One question on numerical analysis,

GIVES:
To approximate \(f'(x)\),suppose first that \(x_0 \in(a,b)\),where \(f \in C^2[a,b]\),and that \(x_1 = x_0 + h \) for some \( h \neq 0 \) that is suffficiently small to ensure that \( x_1 \in [a,b]\).We construct the first Lagrange polynomical \(P_{0,1}(x)\) for f determined by \(x_0, x_1 \),with its error term:
\(f(x) = P_{0,1}(x) + \frac{(x-x_0)(x-x_1)}{2!}f''(\xi(x))
= \frac{f(x_0)(x-x_0-h)}{-h} + \frac{f(x_0+h)(x-x_0)}{h} + \frac{(x-x_0)(x-x_0-h)}{2}f''(\xi(x)),\)
for some \(\xi(x)\) in [a,b],Differenttiating gives
\(f'(x) = \frac{f(x_0+h)-f(x_0)}{h} + \frac{2(x-x_0)-h}{2}f''(\xi(x)) + \frac{(x-x_0)(x-x_0-h)}{2}D_x(f''(\xi(x))),\)
so
\( f'(x) \simeq \frac{f(x_0+h) - f(x_0)}{h} \)

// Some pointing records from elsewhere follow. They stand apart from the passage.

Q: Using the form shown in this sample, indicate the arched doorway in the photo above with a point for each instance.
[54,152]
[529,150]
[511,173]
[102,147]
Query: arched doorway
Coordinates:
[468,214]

Why we could ignore the last two part of the formula above, knowing nothing about \( f''(\xi(x)) \).

Thanks.

 

I can't say for sure, but it looks like your formula is using a Taylor's series error estimate for your Lagrange interpolating polynomial. To be able to discard the last two terms, your text must be assuming something about the magnitude of the 2nd derivative, perhaps that it is some constant multiple of h^2, which for small h would be very much smaller. Do you see any discussion like this in your text?